Après que L’Express a soulevé l’existence, en janvier 2009, d’un réseau organisé de travail au noir chez des immigrants de la région, l’équipe d’Enquête de Radio-Canada a consacré son émission complète, la semaine dernière, au phénomène. Loin d’être marginales, ces activités illicites seraient responsables de pertes fiscales annuelles évaluées à 50 millions $, et ce, au Québec seulement.
S’intitulant «La jungle des agences de placement», cette émission a permis à deux collaborateurs provenant de la Colombie et du Chili de s’infiltrer dans le monde secret des nombreuses agences de placement frauduleuses au Québec, qui embauchent massivement au noir des immigrants d’origine latino-américaine.
Cette main-d’œuvre vulnérable, qui parle principalement espagnole, est envoyée dans les entreprises qui ont besoin de travailleurs temporaires.
Pour illustrer l’ampleur du phénomène, les agences de placement du Québec sont passées de 900 à 1600 en l’espace de 15 ans. Bon nombre d’entre elles fonctionnent dans la légalité, mais force est de constater que d’autres ont su utiliser à leurs avantages les failles du système.
On vient les chercher en autobus
Comme le personnel embauché ne possède habituellement pas de véhicule, des voyages organisés en fourgonnette ou en autobus permettent d’assurer le transport à destination.
Intégré dans l’entreprise, l’employé temporaire effectue le même travail que les travailleurs permanents, sauf qu’il est payé directement par l’agence qui l’a recruté… en dessous de la table, et la plupart du temps en bas du salaire minimum.
Questionnés par l’équipe d’Enquête, des dirigeants d’entreprises qui transigeaient avec ces agences disaient ne pas être au courant du traitement des employés temporaires.
La loi stipule en effet qu’il revient aux agences de placement de s’assurer de la légalité des conditions d’emploi, elles qui sont considérées comme étant les véritables employeurs.
Or, il n’est pas rare que les agences frauduleuses disparaissent sans laisser de trace, pour relancer leurs activités illicites sous un nouveau nom de compagnie.
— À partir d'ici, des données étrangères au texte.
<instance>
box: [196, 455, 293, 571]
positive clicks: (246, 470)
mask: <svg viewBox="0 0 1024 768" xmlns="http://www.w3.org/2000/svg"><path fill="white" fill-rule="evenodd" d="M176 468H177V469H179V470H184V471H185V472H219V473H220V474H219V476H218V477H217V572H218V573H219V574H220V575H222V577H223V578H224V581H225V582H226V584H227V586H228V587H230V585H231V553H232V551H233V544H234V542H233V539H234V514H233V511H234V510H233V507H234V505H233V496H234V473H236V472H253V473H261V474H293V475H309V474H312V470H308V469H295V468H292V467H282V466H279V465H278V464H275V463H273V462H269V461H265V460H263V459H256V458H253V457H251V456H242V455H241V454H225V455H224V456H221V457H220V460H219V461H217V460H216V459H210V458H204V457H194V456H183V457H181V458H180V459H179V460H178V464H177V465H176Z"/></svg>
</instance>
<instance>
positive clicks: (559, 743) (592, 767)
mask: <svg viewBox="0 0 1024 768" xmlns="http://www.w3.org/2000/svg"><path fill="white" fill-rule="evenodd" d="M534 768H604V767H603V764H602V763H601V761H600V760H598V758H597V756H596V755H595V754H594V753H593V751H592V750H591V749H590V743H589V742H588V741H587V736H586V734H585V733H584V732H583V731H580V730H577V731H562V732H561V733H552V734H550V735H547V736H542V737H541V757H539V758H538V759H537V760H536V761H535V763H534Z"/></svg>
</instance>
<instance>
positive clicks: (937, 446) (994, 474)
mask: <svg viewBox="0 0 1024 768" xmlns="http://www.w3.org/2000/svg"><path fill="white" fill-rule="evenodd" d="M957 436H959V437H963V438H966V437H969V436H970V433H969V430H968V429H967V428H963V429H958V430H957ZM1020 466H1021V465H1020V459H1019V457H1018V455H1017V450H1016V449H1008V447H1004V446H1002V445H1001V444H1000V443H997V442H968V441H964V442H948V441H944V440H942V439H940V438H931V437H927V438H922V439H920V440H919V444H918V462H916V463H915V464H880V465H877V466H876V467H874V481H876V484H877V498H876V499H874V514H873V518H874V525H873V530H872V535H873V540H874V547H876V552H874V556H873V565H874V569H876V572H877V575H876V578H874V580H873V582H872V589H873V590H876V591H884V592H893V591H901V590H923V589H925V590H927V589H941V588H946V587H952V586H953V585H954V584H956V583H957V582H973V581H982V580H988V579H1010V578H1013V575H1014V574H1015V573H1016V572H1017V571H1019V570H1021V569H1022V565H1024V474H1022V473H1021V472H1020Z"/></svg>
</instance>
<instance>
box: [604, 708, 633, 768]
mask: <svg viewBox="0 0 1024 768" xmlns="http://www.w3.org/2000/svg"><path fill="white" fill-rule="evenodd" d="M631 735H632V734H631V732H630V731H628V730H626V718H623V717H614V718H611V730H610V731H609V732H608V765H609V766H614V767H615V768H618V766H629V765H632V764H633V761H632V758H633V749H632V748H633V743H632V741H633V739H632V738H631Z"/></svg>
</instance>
Le reportage ne manque pas de dénoncer les conditions peu enviables auxquelles sont soumis les travailleurs sans défense issus de l’immigration. Ces derniers feraient l’objet d’exploitation. Selon les confidences recueillies, certains préfèreraient d’ailleurs travailler légalement s’ils savaient parler français.
D’un autre côté, un enquêteur chez Revenus Québec rapporte que les employés au noir qui ne déclarent pas leurs revenus gagnés en dessous de la table sont souvent des personnes à faibles revenus qui peuvent aussi réclamer des versements en provenance des programmes sociaux, comme l’aide sociale.
Pour visionner le reportage en question, il suffit de consulter l’adresse Internet suivante : www.radio-canada.ca/emissions/enquete/2010-2011.
Soulignons qu’au début de leurs recherches portant sur le sujet, la journaliste et le réalisateur de cette émission avaient communiqué avec l’auteure de ces lignes afin d’alimenter leur reportage.